Submit the two files Graph.java and Tree.java, plus up to two additional files with further
public classes that you may need, on the Moodle page for MA407 under the submission link in
the Assessed Coursework section.
Make sure that each of your files contains your candidate number (not your student number;
see below).
Please submit only a single final version of your files. Otherwise you risk that the wrong
submission will be marked.
The deadline is sharp. Late work carries an automatic penalty of 5 deducted marks (out of 100)
for every 24 hours that the coursework is late.
Submission of answers to this coursework is mandatory. Without any submission your mark
for this course is incomplete, and you may not be eligible for the award of a degree.

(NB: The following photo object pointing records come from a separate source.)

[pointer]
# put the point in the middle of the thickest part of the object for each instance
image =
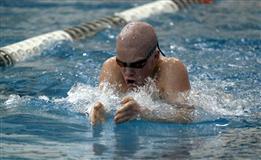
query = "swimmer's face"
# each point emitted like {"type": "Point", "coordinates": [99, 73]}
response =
{"type": "Point", "coordinates": [135, 65]}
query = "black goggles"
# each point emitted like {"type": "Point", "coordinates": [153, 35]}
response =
{"type": "Point", "coordinates": [139, 63]}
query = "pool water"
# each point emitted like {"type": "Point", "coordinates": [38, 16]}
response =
{"type": "Point", "coordinates": [43, 99]}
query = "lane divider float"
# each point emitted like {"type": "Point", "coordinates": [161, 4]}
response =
{"type": "Point", "coordinates": [20, 51]}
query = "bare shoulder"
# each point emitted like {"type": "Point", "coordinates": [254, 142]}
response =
{"type": "Point", "coordinates": [172, 64]}
{"type": "Point", "coordinates": [111, 72]}
{"type": "Point", "coordinates": [173, 75]}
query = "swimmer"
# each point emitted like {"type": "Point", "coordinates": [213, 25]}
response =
{"type": "Point", "coordinates": [139, 58]}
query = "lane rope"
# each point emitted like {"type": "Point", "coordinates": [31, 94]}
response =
{"type": "Point", "coordinates": [20, 51]}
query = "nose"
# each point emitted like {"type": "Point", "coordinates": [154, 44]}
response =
{"type": "Point", "coordinates": [129, 72]}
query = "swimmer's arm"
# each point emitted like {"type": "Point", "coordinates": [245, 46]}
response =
{"type": "Point", "coordinates": [175, 85]}
{"type": "Point", "coordinates": [110, 73]}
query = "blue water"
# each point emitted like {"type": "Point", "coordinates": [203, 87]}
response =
{"type": "Point", "coordinates": [43, 99]}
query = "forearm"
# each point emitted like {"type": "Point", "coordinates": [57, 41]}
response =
{"type": "Point", "coordinates": [179, 113]}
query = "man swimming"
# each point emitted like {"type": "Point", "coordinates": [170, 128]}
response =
{"type": "Point", "coordinates": [139, 58]}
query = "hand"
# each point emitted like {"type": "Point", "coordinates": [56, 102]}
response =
{"type": "Point", "coordinates": [129, 110]}
{"type": "Point", "coordinates": [97, 114]}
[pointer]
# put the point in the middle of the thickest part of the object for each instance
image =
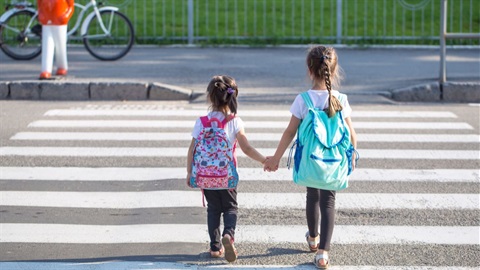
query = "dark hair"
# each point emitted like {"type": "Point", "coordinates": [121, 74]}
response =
{"type": "Point", "coordinates": [222, 92]}
{"type": "Point", "coordinates": [322, 62]}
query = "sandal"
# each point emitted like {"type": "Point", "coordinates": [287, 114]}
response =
{"type": "Point", "coordinates": [319, 257]}
{"type": "Point", "coordinates": [312, 244]}
{"type": "Point", "coordinates": [217, 254]}
{"type": "Point", "coordinates": [230, 250]}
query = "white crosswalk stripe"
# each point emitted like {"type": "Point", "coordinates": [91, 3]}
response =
{"type": "Point", "coordinates": [173, 136]}
{"type": "Point", "coordinates": [28, 186]}
{"type": "Point", "coordinates": [247, 174]}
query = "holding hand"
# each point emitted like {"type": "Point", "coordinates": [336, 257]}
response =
{"type": "Point", "coordinates": [189, 175]}
{"type": "Point", "coordinates": [271, 164]}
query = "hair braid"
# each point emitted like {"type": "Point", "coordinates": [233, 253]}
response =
{"type": "Point", "coordinates": [334, 104]}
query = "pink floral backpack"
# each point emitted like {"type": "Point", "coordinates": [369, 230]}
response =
{"type": "Point", "coordinates": [214, 161]}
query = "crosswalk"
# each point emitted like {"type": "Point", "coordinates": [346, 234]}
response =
{"type": "Point", "coordinates": [103, 181]}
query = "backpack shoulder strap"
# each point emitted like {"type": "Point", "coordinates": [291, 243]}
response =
{"type": "Point", "coordinates": [228, 118]}
{"type": "Point", "coordinates": [307, 100]}
{"type": "Point", "coordinates": [205, 121]}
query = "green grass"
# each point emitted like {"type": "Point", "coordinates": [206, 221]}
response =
{"type": "Point", "coordinates": [261, 22]}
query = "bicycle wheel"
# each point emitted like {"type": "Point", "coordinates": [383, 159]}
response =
{"type": "Point", "coordinates": [20, 36]}
{"type": "Point", "coordinates": [113, 45]}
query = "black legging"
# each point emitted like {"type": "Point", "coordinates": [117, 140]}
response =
{"type": "Point", "coordinates": [319, 200]}
{"type": "Point", "coordinates": [218, 202]}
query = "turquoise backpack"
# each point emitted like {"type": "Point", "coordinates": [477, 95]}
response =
{"type": "Point", "coordinates": [323, 150]}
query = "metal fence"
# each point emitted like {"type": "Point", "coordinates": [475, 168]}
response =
{"type": "Point", "coordinates": [298, 21]}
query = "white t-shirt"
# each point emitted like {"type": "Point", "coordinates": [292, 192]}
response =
{"type": "Point", "coordinates": [320, 100]}
{"type": "Point", "coordinates": [232, 128]}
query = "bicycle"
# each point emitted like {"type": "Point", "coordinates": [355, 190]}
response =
{"type": "Point", "coordinates": [106, 33]}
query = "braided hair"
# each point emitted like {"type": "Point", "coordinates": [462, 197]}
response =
{"type": "Point", "coordinates": [222, 93]}
{"type": "Point", "coordinates": [322, 63]}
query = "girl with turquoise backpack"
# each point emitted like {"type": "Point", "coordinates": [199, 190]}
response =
{"type": "Point", "coordinates": [325, 147]}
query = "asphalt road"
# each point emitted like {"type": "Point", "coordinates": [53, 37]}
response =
{"type": "Point", "coordinates": [14, 121]}
{"type": "Point", "coordinates": [277, 71]}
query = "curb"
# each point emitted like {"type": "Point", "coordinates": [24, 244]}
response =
{"type": "Point", "coordinates": [57, 90]}
{"type": "Point", "coordinates": [455, 92]}
{"type": "Point", "coordinates": [462, 92]}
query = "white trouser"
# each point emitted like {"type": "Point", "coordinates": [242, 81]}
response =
{"type": "Point", "coordinates": [54, 40]}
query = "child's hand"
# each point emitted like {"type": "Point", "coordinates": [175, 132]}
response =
{"type": "Point", "coordinates": [271, 164]}
{"type": "Point", "coordinates": [189, 175]}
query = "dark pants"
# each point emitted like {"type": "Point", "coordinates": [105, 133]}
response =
{"type": "Point", "coordinates": [321, 201]}
{"type": "Point", "coordinates": [218, 202]}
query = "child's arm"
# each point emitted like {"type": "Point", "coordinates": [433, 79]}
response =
{"type": "Point", "coordinates": [249, 150]}
{"type": "Point", "coordinates": [353, 138]}
{"type": "Point", "coordinates": [287, 137]}
{"type": "Point", "coordinates": [189, 160]}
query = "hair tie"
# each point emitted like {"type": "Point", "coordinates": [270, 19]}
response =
{"type": "Point", "coordinates": [323, 57]}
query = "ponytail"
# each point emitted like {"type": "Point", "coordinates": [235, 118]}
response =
{"type": "Point", "coordinates": [334, 104]}
{"type": "Point", "coordinates": [222, 92]}
{"type": "Point", "coordinates": [322, 63]}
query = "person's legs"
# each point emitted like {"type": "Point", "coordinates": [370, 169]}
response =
{"type": "Point", "coordinates": [230, 212]}
{"type": "Point", "coordinates": [327, 209]}
{"type": "Point", "coordinates": [48, 48]}
{"type": "Point", "coordinates": [230, 209]}
{"type": "Point", "coordinates": [313, 211]}
{"type": "Point", "coordinates": [60, 37]}
{"type": "Point", "coordinates": [214, 212]}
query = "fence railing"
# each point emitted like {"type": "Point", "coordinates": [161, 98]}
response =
{"type": "Point", "coordinates": [298, 21]}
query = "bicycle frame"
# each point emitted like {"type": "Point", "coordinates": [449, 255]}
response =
{"type": "Point", "coordinates": [80, 20]}
{"type": "Point", "coordinates": [96, 13]}
{"type": "Point", "coordinates": [16, 8]}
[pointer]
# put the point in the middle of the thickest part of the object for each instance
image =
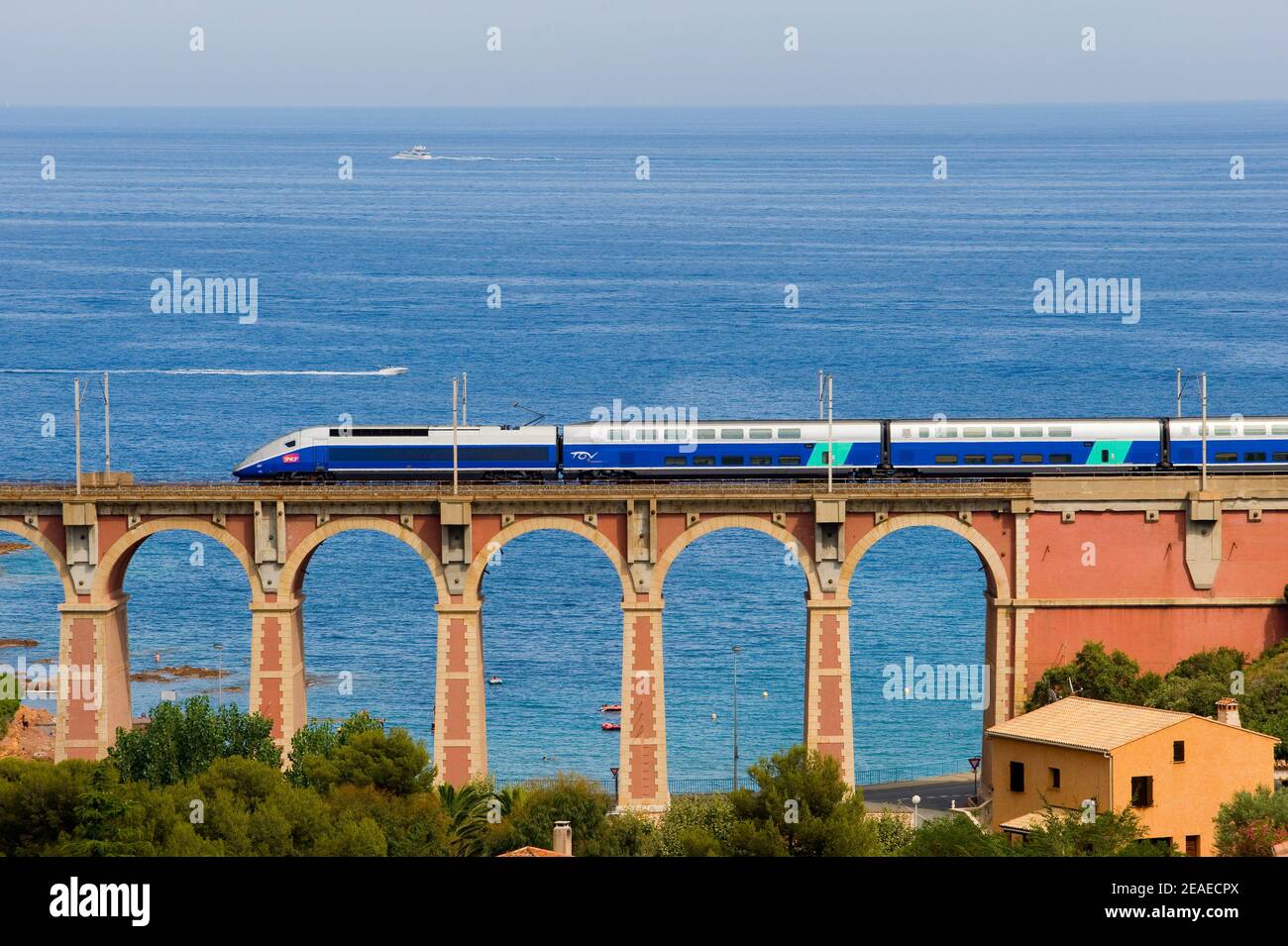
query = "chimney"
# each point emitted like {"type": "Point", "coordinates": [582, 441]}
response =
{"type": "Point", "coordinates": [563, 838]}
{"type": "Point", "coordinates": [1228, 712]}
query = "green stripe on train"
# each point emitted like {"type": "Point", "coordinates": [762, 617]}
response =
{"type": "Point", "coordinates": [819, 456]}
{"type": "Point", "coordinates": [1108, 452]}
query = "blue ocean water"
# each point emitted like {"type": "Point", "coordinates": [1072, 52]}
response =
{"type": "Point", "coordinates": [914, 292]}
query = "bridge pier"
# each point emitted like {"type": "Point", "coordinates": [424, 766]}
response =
{"type": "Point", "coordinates": [642, 782]}
{"type": "Point", "coordinates": [277, 684]}
{"type": "Point", "coordinates": [460, 716]}
{"type": "Point", "coordinates": [828, 706]}
{"type": "Point", "coordinates": [93, 680]}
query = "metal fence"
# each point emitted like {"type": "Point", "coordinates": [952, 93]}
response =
{"type": "Point", "coordinates": [719, 786]}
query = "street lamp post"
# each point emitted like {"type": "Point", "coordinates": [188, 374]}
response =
{"type": "Point", "coordinates": [219, 649]}
{"type": "Point", "coordinates": [735, 652]}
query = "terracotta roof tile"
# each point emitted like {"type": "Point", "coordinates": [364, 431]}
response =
{"type": "Point", "coordinates": [1095, 725]}
{"type": "Point", "coordinates": [532, 852]}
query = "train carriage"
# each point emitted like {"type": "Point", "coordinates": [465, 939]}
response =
{"type": "Point", "coordinates": [1243, 442]}
{"type": "Point", "coordinates": [754, 450]}
{"type": "Point", "coordinates": [1022, 446]}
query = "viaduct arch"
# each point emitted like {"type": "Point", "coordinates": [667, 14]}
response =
{"type": "Point", "coordinates": [1179, 569]}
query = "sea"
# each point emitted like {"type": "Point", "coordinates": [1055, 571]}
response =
{"type": "Point", "coordinates": [703, 259]}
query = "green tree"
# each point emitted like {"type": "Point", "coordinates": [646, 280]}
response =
{"type": "Point", "coordinates": [1098, 676]}
{"type": "Point", "coordinates": [387, 761]}
{"type": "Point", "coordinates": [180, 742]}
{"type": "Point", "coordinates": [571, 798]}
{"type": "Point", "coordinates": [1252, 822]}
{"type": "Point", "coordinates": [467, 809]}
{"type": "Point", "coordinates": [695, 825]}
{"type": "Point", "coordinates": [1065, 834]}
{"type": "Point", "coordinates": [802, 808]}
{"type": "Point", "coordinates": [954, 835]}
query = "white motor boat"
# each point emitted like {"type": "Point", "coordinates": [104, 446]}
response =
{"type": "Point", "coordinates": [419, 154]}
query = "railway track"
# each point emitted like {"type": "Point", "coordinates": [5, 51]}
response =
{"type": "Point", "coordinates": [984, 488]}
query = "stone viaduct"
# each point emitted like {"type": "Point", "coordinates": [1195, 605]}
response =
{"type": "Point", "coordinates": [1147, 564]}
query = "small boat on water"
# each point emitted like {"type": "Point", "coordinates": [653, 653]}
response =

The work should be yours only. Plagiarism is considered an assessment offence at the LSE and
is, as an instance of academic misconduct, taken very seriously. In a case of suspected plagia-
rism, the Department will act according to the School’s Regulations on Assessment Offences—
Plagiarism. So only submit work that is solely your own. This also means that for developing
your solutions you are not allowed to collaborate with other students or to ask other persons
for help.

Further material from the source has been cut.